La strada dei Nomadi continua tra mille concerti, anche con colleghi prestigiosi, fino alla quasi rottura della band che tra mille peripezie avverrà solo parzialmente. La morte in un incidente del bassista Dante Pergreffi, anticipa la lunga malattia che porterà con sé il leader Augusto Daolio, che si spegne a soli 45 anni nel 1992 lasciando il gruppo ed i fans nello sconforto.

I Nomadi post-Augusto moltiplicano le iniziative benefiche a favore di decine di situazioni problematiche in tutto il mondo, impossibile elencarle tutte e riprendono il loro cammino sostenuti dai propri appassionati che aumentano vistosamente.
La difficile eredità alla voce, viene raccolta da un nuovo cantante, Danilo Sacco, che vocalmente ricorda molto Augusto e che resterà nella band fino al 2011, quando sarà rimpiazzato da Cristiano Turato, tuttora presente.

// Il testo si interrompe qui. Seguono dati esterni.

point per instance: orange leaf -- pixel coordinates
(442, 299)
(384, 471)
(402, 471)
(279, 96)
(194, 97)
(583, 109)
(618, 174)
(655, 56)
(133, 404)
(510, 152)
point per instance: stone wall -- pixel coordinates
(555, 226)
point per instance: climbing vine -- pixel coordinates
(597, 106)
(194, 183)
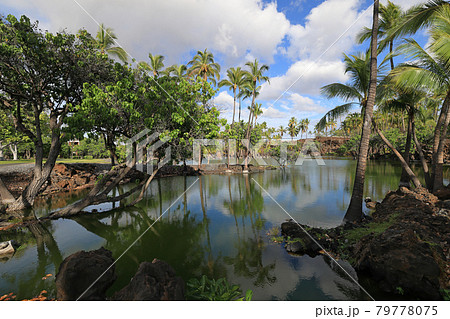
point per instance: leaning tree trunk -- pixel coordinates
(405, 165)
(5, 196)
(404, 179)
(440, 134)
(354, 211)
(426, 171)
(41, 172)
(248, 134)
(438, 181)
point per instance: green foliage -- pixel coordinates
(215, 290)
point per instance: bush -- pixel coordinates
(206, 289)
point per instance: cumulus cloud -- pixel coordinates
(224, 101)
(172, 27)
(271, 112)
(306, 77)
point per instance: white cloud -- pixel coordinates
(271, 112)
(173, 28)
(330, 27)
(305, 104)
(304, 77)
(224, 100)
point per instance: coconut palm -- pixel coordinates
(390, 15)
(178, 71)
(254, 77)
(282, 130)
(356, 90)
(234, 82)
(416, 18)
(203, 65)
(431, 71)
(354, 211)
(155, 66)
(293, 127)
(105, 39)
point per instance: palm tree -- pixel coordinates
(431, 71)
(203, 65)
(416, 18)
(354, 211)
(293, 127)
(257, 111)
(281, 129)
(234, 82)
(178, 71)
(356, 91)
(390, 15)
(105, 39)
(254, 76)
(306, 127)
(155, 66)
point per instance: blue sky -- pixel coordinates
(301, 40)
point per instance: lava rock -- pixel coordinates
(397, 258)
(80, 270)
(153, 281)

Ogni anno si svolge il raduno nazionale dei fans a Novellara ed è impressionante vedere l’affetto smisurato che circonda questo gruppo leggendario. Al mondo, solo i Rolling Stones ed i Beach Boys possono vantare una carriera più lunga, ma questi due gruppi famosi non vantano nel loro curriculum le tantissime partecipazioni ad eventi benefici e i tanti incassi devoluti per le cause dei più deboli ed indifesi come la band emiliana. Hanno suonato in ogni angolo della penisola, la loro carovana è sempre in movimento e ad accoglierli c’è sempre un pubblico fedele e festante che fa di ogni concerto un rito suggestivo ed unico. Impegno sociale sia nei gesti che nelle canzoni quindi, ma hanno saputo anche raccontare l’amore e parlare ai giovani e della gioventù nelle sue varie forme come in un brano poco noto, ‘Michelina‘, che parla degli adolescenti che crescono tra sogni e speranze, in un mondo sempre difficile da vivere, così nel 1963 come oggi: «Nell’armadio della notte, son rinchiuse le tue stelle e di mandorle una pioggia, Michelina hai sulla pelle. Un passaggio della vita, l’esplosivo è già tagliato, la tua pelle nella seta sta fiorendo da ogni lato. Michelina. Michelina… ». Sempre Nomadi.